ALTO — Things were just peachy at Jaemor Farms Saturday at the fourth annual Georgia Belle Peach Festival.
Festival attendees were invited to come out and pick their own peaches for $30 per half bushel. Thousands of visitors traveled from near and far to take advantage of the farm’s once-a-year opportunity to acquire some fresh “pick your own” peaches.
They also were able to shop for goods from local vendors and watch demonstrations from the Georgia Mobile Dairy Classroom.
With 33 kinds of peaches to choose from, this weekend’s spotlight was on the Sunprince and Georgia Belle varieties. Baking pies, cobblers, jellies and jams are only a few of the many uses in which these delicious fruits will be used.
“Jaemor is not quite set up to be a ‘you-pick’ farm, but for one day out of the year, we make it pretty simple,” said Caroline Lewallen, agritourism and marketing coordinator at Jaemor. “All people have to do is buy a basket at The Shed and we will shuttle them out to the orchard. There, they can choose which kind they want to pick, and then roam in search of the ripest, juiciest peaches.”

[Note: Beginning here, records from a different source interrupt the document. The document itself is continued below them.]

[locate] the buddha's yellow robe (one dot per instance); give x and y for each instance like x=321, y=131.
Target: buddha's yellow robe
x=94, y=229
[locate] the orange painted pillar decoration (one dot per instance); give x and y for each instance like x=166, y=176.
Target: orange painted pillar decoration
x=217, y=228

For many, the festival was a first time “you-pick” experience.
“I moved to Georgia from Florida earlier this year, but I’m originally from Boston,” said Michelle Roger, a festival first-timer. “I think what they are doing here is really neat. I like being able to pick my own peaches because you know exactly where they’re coming from, unlike going to a grocery store or supermarket to buy them. These are coming right off the trees, so you know they’re fresh.”
Returning for their second year was Leigh Ann Powell and her family from Cumming.

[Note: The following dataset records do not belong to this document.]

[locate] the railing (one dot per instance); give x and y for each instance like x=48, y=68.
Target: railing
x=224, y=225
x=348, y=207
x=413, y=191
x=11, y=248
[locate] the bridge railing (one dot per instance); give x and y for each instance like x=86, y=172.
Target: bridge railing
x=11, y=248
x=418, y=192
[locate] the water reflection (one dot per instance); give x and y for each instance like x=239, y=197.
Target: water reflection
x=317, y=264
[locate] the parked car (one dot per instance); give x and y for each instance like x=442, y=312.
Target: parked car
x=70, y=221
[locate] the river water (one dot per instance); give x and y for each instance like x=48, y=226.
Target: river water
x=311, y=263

“I think picking peaches is a good way to bring your family together and spend time with each other,” she said. “There are three generations here today — my mom, me, and my kids.”
Among others returning were Abby Stancil, her husband Philip, and their children.
“We started out going to the strawberry festival that they hold here in the spring, and then we got hooked when they had the first peach festival,” Philip Stancil said. “We have been to every peach festival since.”
“The kids don’t like fruit from the grocery store, they can tell the difference,” Abby Stancil said. “They always ask me if it’s from Jaemor. We like bringing them along to the farm with us so that they can learn about how their food is grown and harvested.”
The farm itself has a strong emphasis on family.
“Jaemor is a family farm and it has been for the past 105 years,” Lewallen said. “The Echols family wanted to be able to share that experience with the public. After about 10 years of people wanting to be able to pick their own peaches, this festival was created, and so far it’s been a huge success.”